Sou uma palavra dita

Sou uma palavra dita por Deus, diz Thomas Merton, depois acrescenta: Poderá Deus dizer uma palavra sem sentido? Não, Deus não diz palavras insignificantes, mas para muitos, como para mim, é obscura a palavra proferida. O que significa a palavra que eu sou e que me constitui? Se me debruço sobre a minha vida nada de sólido encontro e nada me permite desocultar o mistério dessa palavra. Há desejos em mim, sempre os houve, mas esses desejos nunca se apresentaram com força e coerência suficientes para moverem a minha vontade a realizá-los. Quem nunca desejou a glória do poder ou a do fazer? No entanto, esses pequenos desejos, pequenos porque não se constituíram como móbiles poderosos, nunca me moveram para uma acção determinada e consequente. Talvez não fossem a interpretação da palavra divina que me fez ser. Assim perdido, incapaz de compreender o significado profundo, me fui retirando de tudo o que é específico da realização do desejo e da ambição do homem. Resta-me apenas aquilo que a necessidade me impõe. Mas a palavra, aquela que me constitui no mais fundo de mim, continua, para a minha consciência, sem significado.
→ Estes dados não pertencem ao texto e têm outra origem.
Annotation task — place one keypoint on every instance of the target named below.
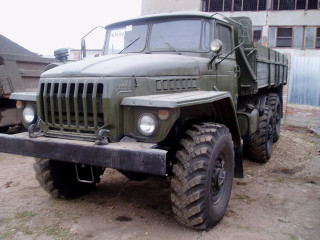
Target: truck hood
(126, 65)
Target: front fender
(178, 103)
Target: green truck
(179, 95)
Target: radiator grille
(175, 84)
(72, 106)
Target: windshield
(183, 35)
(130, 38)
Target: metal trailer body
(20, 71)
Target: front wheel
(202, 183)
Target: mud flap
(238, 162)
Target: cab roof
(170, 16)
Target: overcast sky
(42, 26)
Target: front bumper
(127, 156)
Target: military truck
(178, 95)
(20, 71)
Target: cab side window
(224, 34)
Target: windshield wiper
(129, 45)
(170, 46)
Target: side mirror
(83, 48)
(216, 46)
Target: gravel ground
(276, 200)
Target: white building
(290, 26)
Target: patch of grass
(270, 196)
(25, 215)
(57, 232)
(247, 228)
(280, 180)
(24, 229)
(6, 234)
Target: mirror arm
(217, 64)
(214, 58)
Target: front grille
(176, 84)
(72, 106)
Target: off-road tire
(259, 147)
(59, 178)
(273, 102)
(206, 154)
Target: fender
(219, 99)
(183, 102)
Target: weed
(57, 232)
(244, 197)
(6, 234)
(25, 215)
(293, 237)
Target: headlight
(28, 114)
(147, 124)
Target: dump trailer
(20, 72)
(178, 95)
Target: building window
(233, 5)
(294, 4)
(284, 37)
(256, 34)
(318, 38)
(295, 37)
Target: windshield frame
(151, 22)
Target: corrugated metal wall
(304, 81)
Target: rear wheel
(275, 105)
(259, 147)
(59, 178)
(203, 177)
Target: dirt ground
(276, 200)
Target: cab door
(226, 69)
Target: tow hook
(31, 130)
(101, 140)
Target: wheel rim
(218, 180)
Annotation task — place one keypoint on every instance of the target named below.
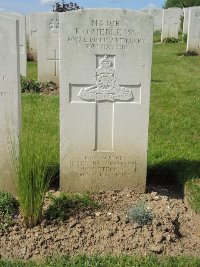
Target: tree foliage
(64, 7)
(181, 3)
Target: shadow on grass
(173, 174)
(157, 81)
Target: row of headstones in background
(105, 96)
(193, 36)
(9, 100)
(171, 21)
(43, 34)
(22, 40)
(31, 26)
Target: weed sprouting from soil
(139, 214)
(8, 209)
(62, 206)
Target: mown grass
(39, 153)
(174, 132)
(174, 139)
(40, 121)
(108, 261)
(32, 70)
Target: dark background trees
(181, 3)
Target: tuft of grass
(139, 214)
(8, 209)
(170, 40)
(8, 203)
(32, 70)
(38, 161)
(62, 206)
(156, 36)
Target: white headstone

Será a palavra de Deus que me fez vir à existência a palavra da minha insignificância, do meu sem sentido?

domingo, 27 de abril de 2008

Sem Pátria

O dia passou e eu passei com ele preso ao tempo que corre. Sentado, perdi-me num mar de inutilidades, pequenas servidões a que o hábito me verga, incapaz de um gesto libertador. O coração sonolento deixou-se arrastar e a vontade, frágil vontade, foi impotente para marcar um rumo. Assim caminha o exilado na terra que não conhece, umas vezes vai por aqui, mas logo muda de direcção, recua e procura outro caminho, para, passado instantes, se desgostar da nova senda e procurar outra e mais outra, como se não tivesse pátria para o acolher.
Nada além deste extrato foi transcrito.